Ever since the events of the UIGEA and Black Friday, which permanently changed the course of how players wish to receive their winnings as a result of federal seizures and prevention of withdrawals, players have sought the most secure and reliable means of getting their hands on their winnings. So, what are the most convenient and efficient options for U.S. deposits and withdrawals? Let's review them.
The fastest (and most convenient) way of depositing to and withdrawing from online casinos has always been using credit card. Until the UIGEA ("Unlawful Internet Gambling Enforcement Act"), that is.
Using a credit card is still the most popular way of funding your online casino account within the U.S., but 30-40% of the time (depending on the card and the casino), credit card deposits are declined. Furthermore, most customers are unable to withdraw the money to their cards - such luxury treatment is generally reserved for specific customers only.
Excluding the failure rate of pre-paid deposits, card deposit fees are a big issue at certain online casinos.

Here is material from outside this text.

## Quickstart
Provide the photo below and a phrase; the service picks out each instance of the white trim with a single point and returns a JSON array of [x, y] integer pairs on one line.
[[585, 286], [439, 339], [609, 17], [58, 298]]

It's not unheard of to pay a 4-6% deposit fee just for making a deposit (outrageous!) - deposit $100 and you'll only have $94-96 on your player account before playing a single hand or round. Luckily, not all U.S. casinos charge such fees.

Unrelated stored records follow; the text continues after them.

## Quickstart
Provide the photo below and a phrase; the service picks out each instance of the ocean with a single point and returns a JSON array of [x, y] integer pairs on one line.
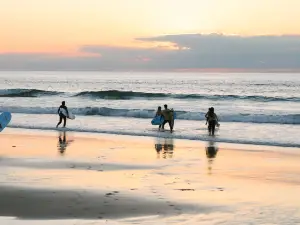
[[254, 108]]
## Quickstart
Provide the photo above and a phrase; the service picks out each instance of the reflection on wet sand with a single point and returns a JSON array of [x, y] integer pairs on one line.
[[166, 146], [62, 142], [211, 153]]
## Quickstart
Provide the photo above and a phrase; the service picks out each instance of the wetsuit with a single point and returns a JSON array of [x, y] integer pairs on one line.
[[61, 115]]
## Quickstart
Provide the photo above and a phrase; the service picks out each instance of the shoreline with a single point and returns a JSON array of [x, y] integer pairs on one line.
[[102, 177], [160, 135], [227, 145]]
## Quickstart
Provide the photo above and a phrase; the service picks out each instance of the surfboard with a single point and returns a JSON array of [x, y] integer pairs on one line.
[[64, 112], [158, 120], [5, 118]]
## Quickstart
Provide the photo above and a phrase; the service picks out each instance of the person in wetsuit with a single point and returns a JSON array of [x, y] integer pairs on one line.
[[159, 113], [62, 116], [168, 116], [212, 120]]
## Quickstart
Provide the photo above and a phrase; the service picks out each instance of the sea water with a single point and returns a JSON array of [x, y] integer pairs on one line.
[[253, 108]]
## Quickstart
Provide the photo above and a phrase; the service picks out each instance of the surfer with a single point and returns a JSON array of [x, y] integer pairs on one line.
[[159, 113], [212, 120], [63, 113], [169, 118]]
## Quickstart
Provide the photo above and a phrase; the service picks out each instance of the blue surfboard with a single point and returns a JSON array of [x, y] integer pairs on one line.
[[5, 118]]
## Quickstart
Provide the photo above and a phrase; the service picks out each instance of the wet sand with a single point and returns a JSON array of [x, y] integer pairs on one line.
[[49, 176]]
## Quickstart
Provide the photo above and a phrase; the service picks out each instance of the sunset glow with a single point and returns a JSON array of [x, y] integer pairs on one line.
[[63, 26]]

You can use prepaid cards for both sending money to and withdrawing money from online casinos. Certain pre-paid / gift card brands - such as Vanilla Visa - never work, but there are some that work well. It's a hit or a miss so you have to do your research. Pre-paid cards are available at just about any gas station, convenience store, etc.
Additionally, certain online casinos offer a debit card (obviously not a pre-paid card but it makes sense to write about this here) that allow you to withdraw your funds to the card. There are usually a fair share of fees involved, sure, but getting money straight to your card is fairly convenient.

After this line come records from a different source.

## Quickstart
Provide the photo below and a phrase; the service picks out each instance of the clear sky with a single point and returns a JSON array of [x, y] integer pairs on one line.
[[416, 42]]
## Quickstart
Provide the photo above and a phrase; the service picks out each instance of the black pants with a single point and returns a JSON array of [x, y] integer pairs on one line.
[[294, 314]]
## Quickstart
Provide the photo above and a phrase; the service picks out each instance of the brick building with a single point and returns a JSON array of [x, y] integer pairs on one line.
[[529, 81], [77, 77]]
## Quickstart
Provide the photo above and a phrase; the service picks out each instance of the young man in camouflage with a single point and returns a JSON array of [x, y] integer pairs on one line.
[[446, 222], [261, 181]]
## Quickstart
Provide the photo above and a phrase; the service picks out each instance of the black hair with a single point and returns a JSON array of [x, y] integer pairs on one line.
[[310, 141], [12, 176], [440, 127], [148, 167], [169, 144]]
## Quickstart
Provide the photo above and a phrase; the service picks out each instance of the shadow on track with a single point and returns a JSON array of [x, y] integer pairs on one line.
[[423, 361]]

By money transfers, I mean services like Moneygram and Western Union. Especially Moneygram is available at most United States internet casinos. It usually costs to use (especially when it comes to cashouts) but it's ra relatively fast way of transferring money to and from an online casino. (Deposits take around 15 minutes; cashouts take 3-5 business days.)
Wire transfer is still available at some U.S. online casinos albeit to a lesser degree. I expect this method to be unavailable at just about every casino in near future as online casinos put increasing amounts of effort into digital currencies. Bank wire transfers are too complicated when compared to the likes of Bitcoin.
The amount of Bitcoin casinos has increased as the digital currency has gotten more popular (logically). There was a significant wave of newborn Bitcoin online casinos a few years back - still, I would argue that the best thing for Bitcoin gambling happened within the past year as the biggest internet casinos (such as Bovada, BetOnline and Slots.lv) have not only started accepting Bitcoins but pushing them as their most preferred method.
Due to its volatility, using Bitcoin is always a risk to a much higher degree than any non-digital currency. Furthermore, when using bitcoins, you have to make sure nobody else has access to your wallet (there's no preventing Bitcoin transactions afterwards). And while increasing amounts of online stores accept Bitcoin as a payment method, it's still a fairly rare option at most websites (the amount of Bitcoin-accepting websites is limited).
The benefits of using Bitcoin for online gambling payments are low fees (true in the most cases) and increased speed. Since both deposits and withdrawals can cost quite a bit and withdrawals generally take at least a week to arrive when using other payment options, Bitcoin makes more sense now than ever.
Online wallets, such as Paypal, may only be available in a select few U.S. online casinos within states that have legalized online gambling (or some forms of online gambling).